Aber sind wir ehrlich. Wenn es die „richtigen trifft“ schaut die Welt weg. Der Völkermord an den Armeniern, die ethnische Säuberung von Berg-Karabach durch Aserbaidschan, das Abschlachten der Christen in der Subsahara-Zone. Das interessiert niemanden, denn es trifft ja die richtigen, die es verdient haben, was müssen die Christen auch ihren Glauben allen anderen aufdrängen, so denken doch viele in unserer westlichen Gesellschaft. Deshalb kümmert es weder die UNO, noch die EU noch unsere Bundesregierung.

Josua warnt sein Volk davor sich mit seinen Nachbarn zu vermischen, weil das dazu führen wird, dass sie sich von dem lebendigen Gott weg, hin zu ihren Götzen wegziehen lassen. Die Geschichte zeigt, dass genau das passierte.

„Aber ist das so schlecht?“, denken viele unserer Zeitgenossen. Soll doch jeder an das glauben, was er will. „Du machst das deine, ich das meine, alles OK!“ Das führt im Fall der westlichen Gesellschaft, dazu dass wir uns jede erdenkliche Abartigkeit leisten und „noch stolz darauf sind“!
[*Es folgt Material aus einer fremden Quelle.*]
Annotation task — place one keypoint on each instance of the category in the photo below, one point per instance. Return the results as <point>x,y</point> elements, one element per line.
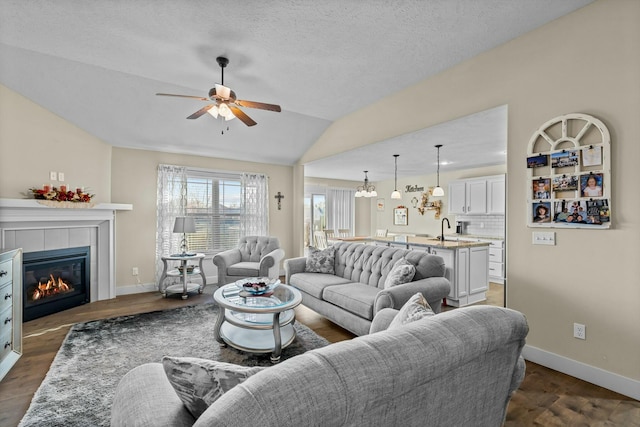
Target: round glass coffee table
<point>256,323</point>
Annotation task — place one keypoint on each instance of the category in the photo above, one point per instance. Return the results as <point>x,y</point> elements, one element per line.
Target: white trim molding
<point>600,377</point>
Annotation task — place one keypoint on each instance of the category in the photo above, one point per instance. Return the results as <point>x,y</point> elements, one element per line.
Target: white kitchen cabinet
<point>478,196</point>
<point>457,197</point>
<point>496,195</point>
<point>468,271</point>
<point>468,197</point>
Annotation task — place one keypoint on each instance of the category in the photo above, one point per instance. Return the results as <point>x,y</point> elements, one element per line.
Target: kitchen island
<point>466,262</point>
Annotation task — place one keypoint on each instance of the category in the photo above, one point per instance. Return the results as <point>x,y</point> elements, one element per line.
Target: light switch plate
<point>544,238</point>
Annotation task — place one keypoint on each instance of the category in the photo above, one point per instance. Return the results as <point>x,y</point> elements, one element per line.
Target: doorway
<point>315,217</point>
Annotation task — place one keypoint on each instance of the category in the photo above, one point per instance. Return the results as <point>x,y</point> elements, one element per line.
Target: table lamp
<point>184,225</point>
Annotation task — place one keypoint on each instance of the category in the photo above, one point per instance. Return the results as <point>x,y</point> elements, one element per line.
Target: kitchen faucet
<point>442,228</point>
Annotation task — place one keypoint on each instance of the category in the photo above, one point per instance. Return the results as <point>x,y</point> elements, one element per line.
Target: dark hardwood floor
<point>545,398</point>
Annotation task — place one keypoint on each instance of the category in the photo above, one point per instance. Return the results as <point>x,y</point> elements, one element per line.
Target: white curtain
<point>171,202</point>
<point>341,208</point>
<point>255,205</point>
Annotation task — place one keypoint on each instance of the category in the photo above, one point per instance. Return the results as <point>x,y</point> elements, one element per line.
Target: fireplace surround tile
<point>34,227</point>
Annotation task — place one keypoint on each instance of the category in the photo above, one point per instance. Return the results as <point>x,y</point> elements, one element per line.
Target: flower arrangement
<point>61,195</point>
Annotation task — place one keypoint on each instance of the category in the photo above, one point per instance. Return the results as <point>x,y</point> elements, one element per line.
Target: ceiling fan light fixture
<point>213,111</point>
<point>396,194</point>
<point>223,91</point>
<point>225,111</point>
<point>438,191</point>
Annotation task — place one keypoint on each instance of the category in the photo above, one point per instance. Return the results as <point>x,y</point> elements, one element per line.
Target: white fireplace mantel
<point>29,224</point>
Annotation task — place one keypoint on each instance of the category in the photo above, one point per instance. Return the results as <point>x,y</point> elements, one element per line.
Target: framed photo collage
<point>569,184</point>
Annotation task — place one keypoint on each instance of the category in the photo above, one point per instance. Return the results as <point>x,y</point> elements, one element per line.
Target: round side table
<point>185,287</point>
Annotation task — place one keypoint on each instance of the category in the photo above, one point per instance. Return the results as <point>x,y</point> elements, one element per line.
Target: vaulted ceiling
<point>99,64</point>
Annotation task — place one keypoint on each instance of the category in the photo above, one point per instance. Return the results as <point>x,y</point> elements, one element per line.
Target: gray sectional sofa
<point>356,291</point>
<point>453,369</point>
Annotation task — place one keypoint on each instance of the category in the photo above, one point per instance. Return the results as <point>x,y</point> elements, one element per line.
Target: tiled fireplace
<point>40,229</point>
<point>55,280</point>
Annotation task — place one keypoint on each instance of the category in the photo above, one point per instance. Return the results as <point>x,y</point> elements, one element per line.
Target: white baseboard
<point>136,289</point>
<point>148,287</point>
<point>600,377</point>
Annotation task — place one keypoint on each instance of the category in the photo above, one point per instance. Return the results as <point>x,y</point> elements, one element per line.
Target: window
<point>225,205</point>
<point>214,202</point>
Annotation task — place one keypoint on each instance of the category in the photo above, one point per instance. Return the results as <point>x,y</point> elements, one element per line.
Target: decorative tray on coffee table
<point>257,286</point>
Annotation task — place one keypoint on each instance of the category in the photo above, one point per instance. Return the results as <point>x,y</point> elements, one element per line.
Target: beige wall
<point>584,62</point>
<point>134,181</point>
<point>34,141</point>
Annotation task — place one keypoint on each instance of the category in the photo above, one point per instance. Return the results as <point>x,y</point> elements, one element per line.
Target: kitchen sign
<point>413,189</point>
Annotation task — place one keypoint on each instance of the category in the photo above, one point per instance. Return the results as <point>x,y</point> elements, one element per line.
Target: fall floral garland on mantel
<point>53,194</point>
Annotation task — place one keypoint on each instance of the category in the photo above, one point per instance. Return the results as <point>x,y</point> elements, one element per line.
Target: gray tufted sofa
<point>457,368</point>
<point>355,293</point>
<point>255,256</point>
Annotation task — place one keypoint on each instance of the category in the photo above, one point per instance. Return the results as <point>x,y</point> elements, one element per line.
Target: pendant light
<point>438,191</point>
<point>366,189</point>
<point>396,194</point>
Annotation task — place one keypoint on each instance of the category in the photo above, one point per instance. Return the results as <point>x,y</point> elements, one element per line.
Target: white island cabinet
<point>467,269</point>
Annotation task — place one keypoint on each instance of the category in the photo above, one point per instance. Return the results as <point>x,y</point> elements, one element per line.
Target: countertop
<point>431,242</point>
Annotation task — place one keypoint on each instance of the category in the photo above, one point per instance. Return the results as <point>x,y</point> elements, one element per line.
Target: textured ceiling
<point>98,64</point>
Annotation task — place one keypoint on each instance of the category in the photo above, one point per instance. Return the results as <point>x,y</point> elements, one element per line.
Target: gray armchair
<point>255,256</point>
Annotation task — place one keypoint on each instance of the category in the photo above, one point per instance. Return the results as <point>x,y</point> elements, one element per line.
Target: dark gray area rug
<point>78,389</point>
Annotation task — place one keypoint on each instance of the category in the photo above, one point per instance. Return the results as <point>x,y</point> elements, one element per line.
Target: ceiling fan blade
<point>242,116</point>
<point>200,112</point>
<point>260,105</point>
<point>183,96</point>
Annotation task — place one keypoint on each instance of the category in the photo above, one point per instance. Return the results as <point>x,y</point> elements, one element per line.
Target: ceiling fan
<point>225,102</point>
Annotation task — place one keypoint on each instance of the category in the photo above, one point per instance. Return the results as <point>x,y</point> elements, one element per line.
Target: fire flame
<point>51,287</point>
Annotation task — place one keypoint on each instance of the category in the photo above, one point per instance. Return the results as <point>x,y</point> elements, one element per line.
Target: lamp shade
<point>184,224</point>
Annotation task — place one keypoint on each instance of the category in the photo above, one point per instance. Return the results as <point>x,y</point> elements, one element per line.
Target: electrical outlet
<point>579,331</point>
<point>544,238</point>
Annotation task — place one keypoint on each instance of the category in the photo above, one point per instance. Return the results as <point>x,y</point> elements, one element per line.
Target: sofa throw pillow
<point>320,261</point>
<point>402,272</point>
<point>415,308</point>
<point>200,382</point>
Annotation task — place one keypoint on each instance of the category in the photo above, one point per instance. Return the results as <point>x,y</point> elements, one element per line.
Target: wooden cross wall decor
<point>279,197</point>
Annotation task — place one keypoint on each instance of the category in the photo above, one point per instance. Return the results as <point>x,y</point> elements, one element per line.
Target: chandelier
<point>366,189</point>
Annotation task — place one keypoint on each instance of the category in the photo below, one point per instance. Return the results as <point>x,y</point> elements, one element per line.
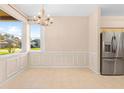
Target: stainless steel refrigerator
<point>112,53</point>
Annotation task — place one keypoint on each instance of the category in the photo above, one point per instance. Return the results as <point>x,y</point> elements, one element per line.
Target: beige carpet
<point>63,78</point>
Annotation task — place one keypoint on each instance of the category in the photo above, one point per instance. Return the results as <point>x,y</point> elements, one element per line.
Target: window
<point>10,34</point>
<point>35,37</point>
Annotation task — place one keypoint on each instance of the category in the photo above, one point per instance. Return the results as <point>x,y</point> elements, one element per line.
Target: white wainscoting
<point>12,64</point>
<point>68,59</point>
<point>93,62</point>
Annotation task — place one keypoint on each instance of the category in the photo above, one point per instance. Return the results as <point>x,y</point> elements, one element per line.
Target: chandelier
<point>42,18</point>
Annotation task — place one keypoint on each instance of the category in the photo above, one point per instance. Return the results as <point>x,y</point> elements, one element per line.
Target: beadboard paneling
<point>11,64</point>
<point>93,62</point>
<point>59,58</point>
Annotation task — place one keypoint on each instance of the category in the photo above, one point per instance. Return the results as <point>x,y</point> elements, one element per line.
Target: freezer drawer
<point>107,66</point>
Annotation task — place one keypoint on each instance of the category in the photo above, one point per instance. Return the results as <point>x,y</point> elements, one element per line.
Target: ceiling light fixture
<point>42,18</point>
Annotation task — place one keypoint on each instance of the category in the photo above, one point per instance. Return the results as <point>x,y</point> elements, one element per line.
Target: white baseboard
<point>94,70</point>
<point>12,77</point>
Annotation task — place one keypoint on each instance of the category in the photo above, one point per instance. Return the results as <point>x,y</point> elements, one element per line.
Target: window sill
<point>14,54</point>
<point>39,51</point>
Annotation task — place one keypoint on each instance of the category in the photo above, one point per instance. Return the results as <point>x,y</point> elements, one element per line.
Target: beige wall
<point>94,40</point>
<point>67,33</point>
<point>112,21</point>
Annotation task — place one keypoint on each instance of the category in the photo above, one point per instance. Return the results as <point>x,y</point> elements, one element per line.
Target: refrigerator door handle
<point>114,44</point>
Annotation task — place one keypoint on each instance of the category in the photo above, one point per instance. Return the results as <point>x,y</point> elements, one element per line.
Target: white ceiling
<point>72,9</point>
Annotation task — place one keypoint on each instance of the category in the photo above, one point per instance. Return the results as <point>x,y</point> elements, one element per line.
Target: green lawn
<point>5,51</point>
<point>35,48</point>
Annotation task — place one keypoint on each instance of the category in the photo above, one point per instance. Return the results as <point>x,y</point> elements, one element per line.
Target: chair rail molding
<point>58,59</point>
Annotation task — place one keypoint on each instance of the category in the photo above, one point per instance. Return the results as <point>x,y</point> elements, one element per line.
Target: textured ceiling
<point>72,9</point>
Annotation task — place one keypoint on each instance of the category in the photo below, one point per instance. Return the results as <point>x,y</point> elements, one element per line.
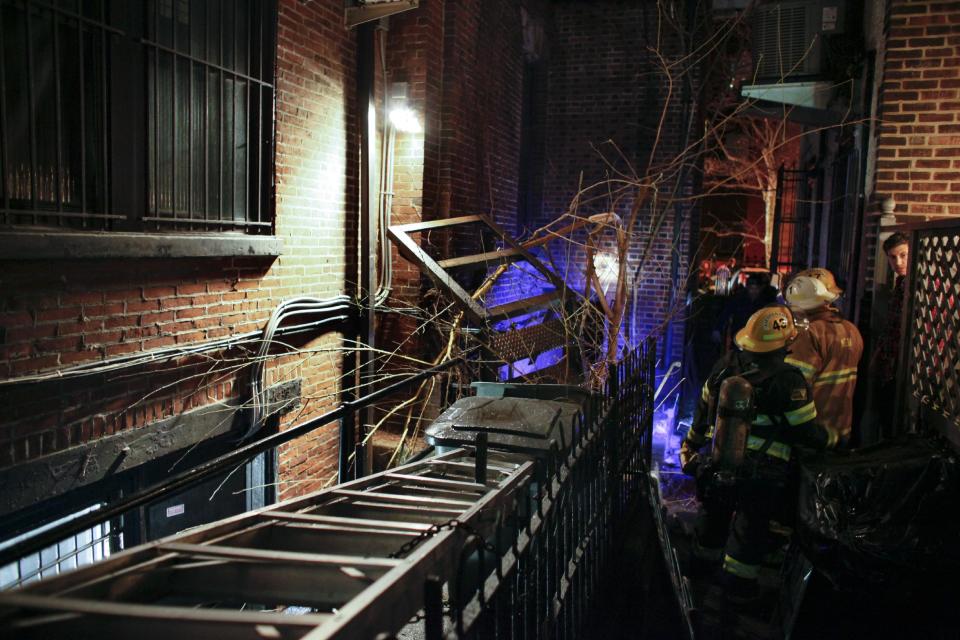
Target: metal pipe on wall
<point>366,130</point>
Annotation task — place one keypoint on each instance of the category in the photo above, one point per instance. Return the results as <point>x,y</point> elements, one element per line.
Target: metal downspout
<point>366,124</point>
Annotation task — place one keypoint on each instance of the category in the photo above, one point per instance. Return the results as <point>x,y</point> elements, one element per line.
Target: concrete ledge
<point>19,245</point>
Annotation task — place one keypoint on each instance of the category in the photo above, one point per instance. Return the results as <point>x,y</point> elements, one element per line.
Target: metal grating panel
<point>784,45</point>
<point>934,328</point>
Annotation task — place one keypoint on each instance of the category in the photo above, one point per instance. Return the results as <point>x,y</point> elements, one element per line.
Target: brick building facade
<point>127,314</point>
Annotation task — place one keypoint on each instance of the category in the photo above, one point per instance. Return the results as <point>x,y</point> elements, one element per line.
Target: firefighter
<point>781,415</point>
<point>828,352</point>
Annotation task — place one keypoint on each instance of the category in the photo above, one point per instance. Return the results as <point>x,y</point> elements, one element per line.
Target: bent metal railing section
<point>473,543</point>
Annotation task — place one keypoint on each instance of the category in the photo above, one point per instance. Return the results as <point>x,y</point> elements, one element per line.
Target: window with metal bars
<point>137,115</point>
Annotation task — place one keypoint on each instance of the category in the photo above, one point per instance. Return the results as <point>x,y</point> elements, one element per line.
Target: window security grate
<point>75,551</point>
<point>137,115</point>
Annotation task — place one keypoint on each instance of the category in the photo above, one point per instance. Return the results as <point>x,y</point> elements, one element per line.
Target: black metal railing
<point>522,551</point>
<point>544,579</point>
<point>929,395</point>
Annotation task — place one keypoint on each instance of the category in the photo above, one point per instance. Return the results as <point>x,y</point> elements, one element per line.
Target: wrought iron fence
<point>471,544</point>
<point>930,392</point>
<point>544,580</point>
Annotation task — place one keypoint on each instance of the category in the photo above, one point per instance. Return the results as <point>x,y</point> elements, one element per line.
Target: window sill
<point>71,246</point>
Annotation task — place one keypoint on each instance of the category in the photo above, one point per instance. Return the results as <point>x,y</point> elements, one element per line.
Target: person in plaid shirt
<point>884,361</point>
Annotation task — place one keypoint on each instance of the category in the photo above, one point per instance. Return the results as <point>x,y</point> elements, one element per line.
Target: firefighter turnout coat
<point>785,411</point>
<point>827,355</point>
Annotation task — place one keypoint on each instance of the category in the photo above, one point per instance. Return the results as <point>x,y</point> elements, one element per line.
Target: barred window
<point>137,115</point>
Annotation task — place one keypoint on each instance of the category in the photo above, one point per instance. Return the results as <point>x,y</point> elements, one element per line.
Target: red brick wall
<point>58,313</point>
<point>918,151</point>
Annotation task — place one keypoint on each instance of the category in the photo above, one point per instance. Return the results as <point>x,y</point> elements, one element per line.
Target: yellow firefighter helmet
<point>806,293</point>
<point>768,329</point>
<point>824,276</point>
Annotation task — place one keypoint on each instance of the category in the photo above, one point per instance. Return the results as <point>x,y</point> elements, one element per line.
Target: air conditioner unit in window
<point>788,38</point>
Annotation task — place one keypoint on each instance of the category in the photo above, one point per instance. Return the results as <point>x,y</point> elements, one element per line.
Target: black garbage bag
<point>883,518</point>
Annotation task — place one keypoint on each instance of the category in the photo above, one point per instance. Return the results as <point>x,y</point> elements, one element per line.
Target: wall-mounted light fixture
<point>402,117</point>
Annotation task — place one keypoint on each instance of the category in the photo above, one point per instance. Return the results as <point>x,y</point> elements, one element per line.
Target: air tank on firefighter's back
<point>734,414</point>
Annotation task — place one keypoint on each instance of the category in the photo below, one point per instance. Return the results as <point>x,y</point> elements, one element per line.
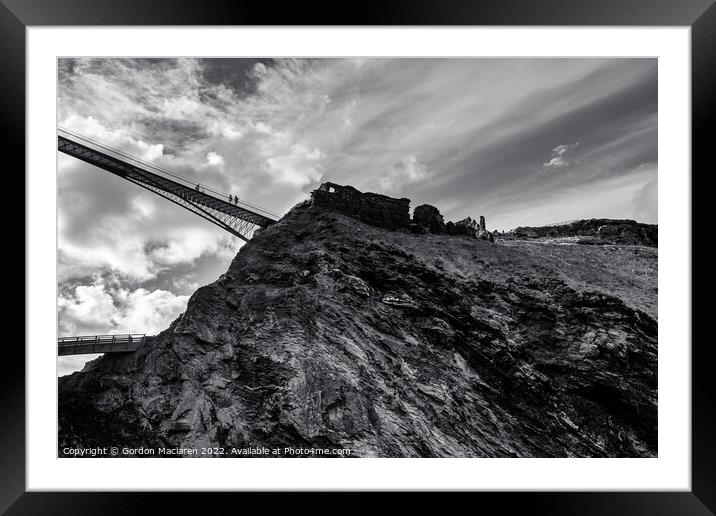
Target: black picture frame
<point>700,15</point>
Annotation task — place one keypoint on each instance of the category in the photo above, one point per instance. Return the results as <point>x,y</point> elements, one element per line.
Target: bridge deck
<point>237,217</point>
<point>89,344</point>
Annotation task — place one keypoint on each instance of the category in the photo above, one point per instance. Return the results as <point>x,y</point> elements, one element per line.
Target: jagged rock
<point>329,333</point>
<point>594,231</point>
<point>371,208</point>
<point>429,217</point>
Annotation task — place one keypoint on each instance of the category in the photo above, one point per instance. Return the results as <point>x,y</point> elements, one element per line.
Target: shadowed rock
<point>326,332</point>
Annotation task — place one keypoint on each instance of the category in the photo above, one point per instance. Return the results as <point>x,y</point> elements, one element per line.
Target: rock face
<point>595,231</point>
<point>371,208</point>
<point>430,218</point>
<point>326,332</point>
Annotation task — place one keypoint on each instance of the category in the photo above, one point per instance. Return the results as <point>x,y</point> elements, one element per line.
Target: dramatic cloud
<point>521,141</point>
<point>558,158</point>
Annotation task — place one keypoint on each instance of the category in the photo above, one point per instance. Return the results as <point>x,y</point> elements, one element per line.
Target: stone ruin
<point>391,213</point>
<point>375,209</point>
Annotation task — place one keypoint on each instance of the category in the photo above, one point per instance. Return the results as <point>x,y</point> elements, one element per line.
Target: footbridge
<point>230,213</point>
<point>88,344</point>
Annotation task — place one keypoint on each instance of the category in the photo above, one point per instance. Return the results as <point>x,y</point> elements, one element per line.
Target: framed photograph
<point>415,250</point>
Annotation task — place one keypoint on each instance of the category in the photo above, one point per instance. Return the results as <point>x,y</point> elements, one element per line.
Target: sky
<point>521,141</point>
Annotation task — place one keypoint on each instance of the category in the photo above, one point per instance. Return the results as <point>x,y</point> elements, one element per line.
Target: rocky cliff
<point>329,332</point>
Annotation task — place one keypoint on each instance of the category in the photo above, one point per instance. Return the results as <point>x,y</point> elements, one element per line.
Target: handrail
<point>187,181</point>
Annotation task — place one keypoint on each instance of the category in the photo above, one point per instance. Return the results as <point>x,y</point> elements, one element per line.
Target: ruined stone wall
<point>375,209</point>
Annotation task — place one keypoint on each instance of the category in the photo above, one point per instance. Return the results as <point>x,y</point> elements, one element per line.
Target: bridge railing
<point>187,182</point>
<point>86,344</point>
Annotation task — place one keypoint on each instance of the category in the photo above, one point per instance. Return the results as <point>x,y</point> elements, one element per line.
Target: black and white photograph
<point>357,257</point>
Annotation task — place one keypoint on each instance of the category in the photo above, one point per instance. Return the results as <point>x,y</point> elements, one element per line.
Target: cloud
<point>471,136</point>
<point>408,170</point>
<point>558,159</point>
<point>98,309</point>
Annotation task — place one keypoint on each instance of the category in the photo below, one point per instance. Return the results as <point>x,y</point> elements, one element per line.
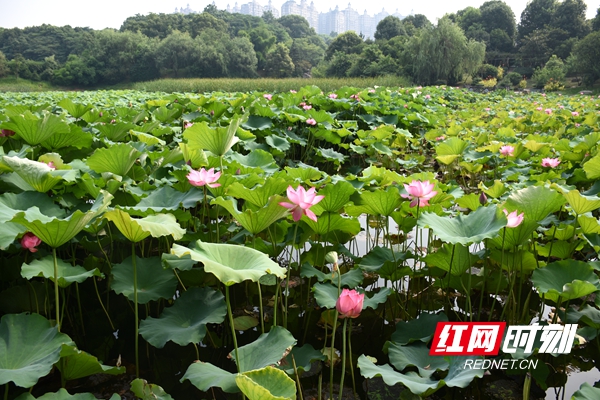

Wir nennen das Multikulti. Manche leben noch in der Illusion, dass das die westlichen Werte sind und manche von diesen denken, dass diese immer noch „die christlich-jüdischen Werte“ verkörpern, obwohl es im Kern die „Werte des aufklärerischen Atheismus“ sind.

Und dann wundern wir uns, dass die Menschen die zu uns kommen, sich mitnichten in diese Multikulti-Gesellschaft integrieren und es zu immer größeren Parallelgesellschaften kommt.

Und wir Christen lassen es zu, dass der aufklärerische Atheismus, der die westlichen Werte prägt und die ehemals „christlich-jüdischen Werte“ gekapert hat, den christliche Glauben dadurch diskreditiert und unattraktiv macht. Denn welcher aufrechte Moslem nimmt das Christentum noch ernst, das diese Abartigkeiten nicht nur toleriert, sondern sogar hofiert.

Was würden die Apostel zu dieser Situation sagen? Was berichtet die Heilige Schrift?

2. Kor. 6:14 Geht nicht unter fremdartigem Joch mit Ungläubigen!
Denn welche Verbindung haben Gerechtigkeit und Gesetzlosigkeit? Oder welche Gemeinschaft Licht mit Finsternis? 15 Und welche Übereinstimmung Christus mit Belial? Oder welches Teil ein Gläubiger mit einem Ungläubigen?

16 Und welchen Zusammenhang der Tempel Gottes mit Götzenbildern? Denn wir sind der Tempel des lebendigen Gottes; wie Gott gesagt hat: »Ich will unter ihnen wohnen und wandeln, und ich werde ihr Gott sein, und sie werden mein Volk sein.(3.Mose 26:11+12)«

17 Darum geht aus ihrer Mitte hinaus und sondert euch ab! Spricht der Herr. Und rührt Unreines nicht an! (4.Mose 16:26; Jes.52:11; Offenbarung 18:4) Und ich werde euch annehmen 18 und werde euch Vater sein, und ihr werdet mir Söhne und Töchter sein, spricht der Herr, der Allmächtige.

 

Den HERRN, JAHWE, den Dreieinen Gott lieben heißt, ihn allein lieben, ihm allein dienen, mit allem, was wir haben und sind, mit allen Konsequenzen, die sich daraus ergeben mögen.

Die Liebe zu unserem HERRN Jesus Christus befähige uns zu diesen Konsequenzen.